Microsoft has also released a full list of the improvements in Windows 11 22000.348. There is currently no timeline on the fix being rolled out to the stable channel but, given the acceleration of the bug fix here, I would expect a relatively short wait. MSI installers are widely used on Windows and some of the affected apps include security programs (such as Kaspersky), so it will be a priority for Microsoft. As for Windows Insider program members, if you check for updates you should see the new build now.
11/24 Update: Just days after Microsoft rolled out a new Windows update to fix the problems with Microsoft Installer (MSI), a zero-day hack has now been revealed in Microsoft Windows Installer after it was publicly disclosed by security researcher Abdelhamid Naceri. Zero-day exploits are vulnerabilities which hackers have been able to attack before a fix is in place and are therefore the most critical kind of security flaw.
"Talos has already detected malware samples in the wild that are attempting to take advantage of this vulnerability," confirmed Jaeson Schultz, Technical Leader of Cisco's Talos Security Intelligence & Research Group.
The vulnerability bypasses a previous flaw (CVE-2021-41379), which Microsoft believed it had successfully patched last month, and enables a hacker to elevate privileges allowing them to takeover a computer and spread their attacks across the victim’s network. Moreover, the new hack applies to all the latest versions of Windows, including Windows 11, Windows 10 and Windows Server 2022.
Microsoft confirmed the new flaw telling BleepingComputer: “We are aware of the disclosure and will do what is necessary to keep our customers safe and protected.” Until then there’s little you can do with Naceri stating that “Any attempt to patch the binary directly will break Windows installer.
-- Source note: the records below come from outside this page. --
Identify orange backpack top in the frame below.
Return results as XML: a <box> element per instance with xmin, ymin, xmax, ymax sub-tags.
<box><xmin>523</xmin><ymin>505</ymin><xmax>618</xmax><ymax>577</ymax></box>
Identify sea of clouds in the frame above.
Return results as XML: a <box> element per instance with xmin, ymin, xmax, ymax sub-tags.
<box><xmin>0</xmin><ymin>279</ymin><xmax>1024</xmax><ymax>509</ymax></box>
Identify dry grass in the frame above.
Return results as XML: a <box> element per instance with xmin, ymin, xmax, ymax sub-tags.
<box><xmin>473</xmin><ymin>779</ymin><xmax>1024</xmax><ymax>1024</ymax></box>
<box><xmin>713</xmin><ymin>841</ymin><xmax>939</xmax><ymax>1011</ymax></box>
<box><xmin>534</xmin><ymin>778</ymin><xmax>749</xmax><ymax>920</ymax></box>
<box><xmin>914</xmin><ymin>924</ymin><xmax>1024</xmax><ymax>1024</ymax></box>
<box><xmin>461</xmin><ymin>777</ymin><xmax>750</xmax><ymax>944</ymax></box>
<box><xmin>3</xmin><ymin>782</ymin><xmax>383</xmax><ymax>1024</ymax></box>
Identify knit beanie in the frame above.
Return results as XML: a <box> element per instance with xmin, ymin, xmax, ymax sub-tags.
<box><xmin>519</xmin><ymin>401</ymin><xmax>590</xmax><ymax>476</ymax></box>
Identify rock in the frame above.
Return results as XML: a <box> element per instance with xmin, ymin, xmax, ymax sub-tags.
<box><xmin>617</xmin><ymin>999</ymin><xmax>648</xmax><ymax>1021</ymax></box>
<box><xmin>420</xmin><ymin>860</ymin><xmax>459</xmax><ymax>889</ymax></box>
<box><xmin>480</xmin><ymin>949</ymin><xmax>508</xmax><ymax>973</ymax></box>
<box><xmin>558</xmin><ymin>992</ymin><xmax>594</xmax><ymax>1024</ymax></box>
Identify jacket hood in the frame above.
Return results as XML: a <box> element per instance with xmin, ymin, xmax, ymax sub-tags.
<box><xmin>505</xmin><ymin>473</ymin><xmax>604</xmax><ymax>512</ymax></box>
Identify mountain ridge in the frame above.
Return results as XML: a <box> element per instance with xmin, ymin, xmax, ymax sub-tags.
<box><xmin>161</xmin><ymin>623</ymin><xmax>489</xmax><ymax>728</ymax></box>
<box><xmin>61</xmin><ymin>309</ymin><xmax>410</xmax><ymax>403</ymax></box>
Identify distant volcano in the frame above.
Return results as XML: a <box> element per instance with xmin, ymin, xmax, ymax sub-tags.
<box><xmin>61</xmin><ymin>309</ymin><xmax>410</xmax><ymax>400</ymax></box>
So you better wait and see how Microsoft will screw the patch again."
In short: sit tight, stay alert and keep your fingers crossed.
Windows 11 - Intel SST Causing Blue Screen Of Death
Publishing the data on its Windows 11 Known Issues blog (via Windows Latest), Microsoft also explains that major incompatibility issues with Intel’s ubiquitous Smart Sound Technology (SST) are causing full blown Blue Screen of Death (BSOD) errors for Windows 11 users.
“We recommend that you do not attempt to manually upgrade using the Update now button or the Media Creation Tool until this issue has been resolved,” Microsoft explained.
Breaking the issue down, Microsoft said that the flaw is particularly problematic with recent Intel SST drivers 10.29.0.5152 and 10.30.0.5152. To find if you are using the affected driver, open Device Manager > System Devices > ‘Intel® Smart Sound Technology (Intel® SST) Audio Controller’ and open the ‘Driver’ tab.
Intel SST is used by virtually all modern Intel-based PCs, so the problem has the potential to affect millions of computers around the world. Microsoft is working with Intel on a new driver to resolve the BSOD crashes but warned: “[if] an updated driver is not yet available, you will need to contact your device manufacturer (OEM) for more information.”
To Microsoft’s credit, Windows 11 has had a relatively smooth release and the company recently confirmed it plans to increase the rollout pace to Windows 10 computers. But you might just want to hold fire for now.